Exposure is greatest working underground at the coal face.
Above-ground workers who operate drills or transport coal may also have sufficient exposure to produce disease in a susceptible host.
• The National Institute for Occupational Safety and Health (NIOSH) estimated that 4% of coal workers develop a coal dust-associated pulmonary disease for the period 1995–1999. However, the prevalence increased to 9% during 2005–2006.11
Diagnosis
• The spectrum of clinical manifestations is wide. Patients may be asymptomatic with mild radiographic abnormalities or severely disabled with obvious and advanced radiographic abnormalities.
• Coal workers’ pneumoconiosis
The hallmark symptom is shortness of breath.
Persistent late inspiratory crackles are heard on examination.
PFTs may show a restrictive ventilatory defect, with impaired O2 exchange seen first during exercise. Obstructive ventilatory defects are rarely due to coal mine dust and difficult to distinguish from the more common tobacco-associated disease in smoking miners.
CXR shows small nodular opacities in the upper lobes in the early stages, which become more numerous and confluent as disease progresses.
• Progressive massive fibrosis
Patients complain of shortness of breath and cough.
PFTs may show both obstructive and restrictive ventilatory defects.
CXR shows coalescence of nodules >12 mm in size.
• Chronic obstructive pulmonary disease (COPD) phenotype12,13
Rarely, never-smoking miners present with cough, expectoration, and/or wheezing with manifestations of airflow obstruction on physical examination and confirmed by PFTs.
CXR is free of interstitial changes.
If no other cause for this clinical presentation is found (e.g., bronchiectasis, asthma, chronic exposure to biomass fuel combustion smoke, cystic fibrosis, α1-antitrypsin deficiency) it should be attributed to coal dust.

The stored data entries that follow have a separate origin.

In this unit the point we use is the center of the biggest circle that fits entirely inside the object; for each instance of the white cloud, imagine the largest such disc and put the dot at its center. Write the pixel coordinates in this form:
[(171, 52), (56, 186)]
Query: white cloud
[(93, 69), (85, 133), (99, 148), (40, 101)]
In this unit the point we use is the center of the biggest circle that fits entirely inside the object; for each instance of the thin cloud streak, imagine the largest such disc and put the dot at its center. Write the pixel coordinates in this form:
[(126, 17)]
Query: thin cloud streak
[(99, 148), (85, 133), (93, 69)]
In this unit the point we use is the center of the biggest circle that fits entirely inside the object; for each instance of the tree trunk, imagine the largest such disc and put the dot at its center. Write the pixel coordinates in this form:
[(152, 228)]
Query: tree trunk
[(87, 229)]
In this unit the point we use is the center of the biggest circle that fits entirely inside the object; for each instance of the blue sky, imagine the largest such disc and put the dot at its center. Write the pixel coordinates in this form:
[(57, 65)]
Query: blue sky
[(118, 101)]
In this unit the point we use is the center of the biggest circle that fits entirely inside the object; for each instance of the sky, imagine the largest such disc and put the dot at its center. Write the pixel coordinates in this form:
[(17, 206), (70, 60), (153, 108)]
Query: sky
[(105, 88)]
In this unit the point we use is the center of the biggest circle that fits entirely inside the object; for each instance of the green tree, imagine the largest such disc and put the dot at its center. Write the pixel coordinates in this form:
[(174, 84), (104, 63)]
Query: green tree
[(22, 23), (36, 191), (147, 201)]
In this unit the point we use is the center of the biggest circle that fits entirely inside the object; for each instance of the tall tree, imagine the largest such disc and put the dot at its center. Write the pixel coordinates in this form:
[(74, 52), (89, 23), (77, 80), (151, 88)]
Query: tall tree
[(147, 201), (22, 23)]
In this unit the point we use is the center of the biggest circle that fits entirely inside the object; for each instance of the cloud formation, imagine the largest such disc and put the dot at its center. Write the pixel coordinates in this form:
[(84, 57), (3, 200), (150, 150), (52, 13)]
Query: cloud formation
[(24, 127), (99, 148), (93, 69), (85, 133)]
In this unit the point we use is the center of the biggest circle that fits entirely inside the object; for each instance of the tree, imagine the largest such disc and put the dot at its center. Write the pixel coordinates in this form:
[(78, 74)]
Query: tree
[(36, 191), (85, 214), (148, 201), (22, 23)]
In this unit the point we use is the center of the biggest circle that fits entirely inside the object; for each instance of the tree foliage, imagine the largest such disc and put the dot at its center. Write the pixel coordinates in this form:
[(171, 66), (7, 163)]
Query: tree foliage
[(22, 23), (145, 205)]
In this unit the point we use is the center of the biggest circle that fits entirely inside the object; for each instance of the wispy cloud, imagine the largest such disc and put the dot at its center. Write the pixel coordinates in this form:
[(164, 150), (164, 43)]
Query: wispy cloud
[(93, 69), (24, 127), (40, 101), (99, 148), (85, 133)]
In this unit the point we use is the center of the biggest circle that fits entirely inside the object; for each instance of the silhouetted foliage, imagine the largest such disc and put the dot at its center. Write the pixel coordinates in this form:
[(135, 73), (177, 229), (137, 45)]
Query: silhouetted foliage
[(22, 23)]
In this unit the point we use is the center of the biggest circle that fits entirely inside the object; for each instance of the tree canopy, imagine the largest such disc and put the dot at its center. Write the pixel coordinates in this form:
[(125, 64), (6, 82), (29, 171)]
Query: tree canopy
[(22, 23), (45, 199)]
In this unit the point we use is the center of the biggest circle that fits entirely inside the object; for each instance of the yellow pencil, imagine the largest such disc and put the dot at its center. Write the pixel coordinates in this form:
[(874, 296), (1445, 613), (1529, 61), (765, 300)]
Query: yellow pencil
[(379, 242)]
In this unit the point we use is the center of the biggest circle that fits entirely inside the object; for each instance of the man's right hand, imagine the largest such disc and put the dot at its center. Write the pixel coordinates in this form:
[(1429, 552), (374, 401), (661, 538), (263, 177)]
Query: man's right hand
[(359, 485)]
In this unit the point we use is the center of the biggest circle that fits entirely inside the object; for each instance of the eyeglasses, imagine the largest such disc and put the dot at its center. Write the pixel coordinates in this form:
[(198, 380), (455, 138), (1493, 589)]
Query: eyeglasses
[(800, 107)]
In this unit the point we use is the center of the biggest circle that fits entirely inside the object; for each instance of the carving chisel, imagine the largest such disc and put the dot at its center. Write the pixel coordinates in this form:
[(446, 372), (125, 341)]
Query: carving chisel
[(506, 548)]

• Industrial bronchitis: This diagnosis is associated with a clinical picture of cough during times of exposure that resolves with cessation of coal mine dust exposure. No other associated impairment is seen.
• There is no specific association between coal mining and lung cancer, though there is some possible uncertainty in this regard.14 As with the general population, when miners are exposed to multiple carcinogens, including radon gas and cigarette smoke, they are at increased risk for lung cancer.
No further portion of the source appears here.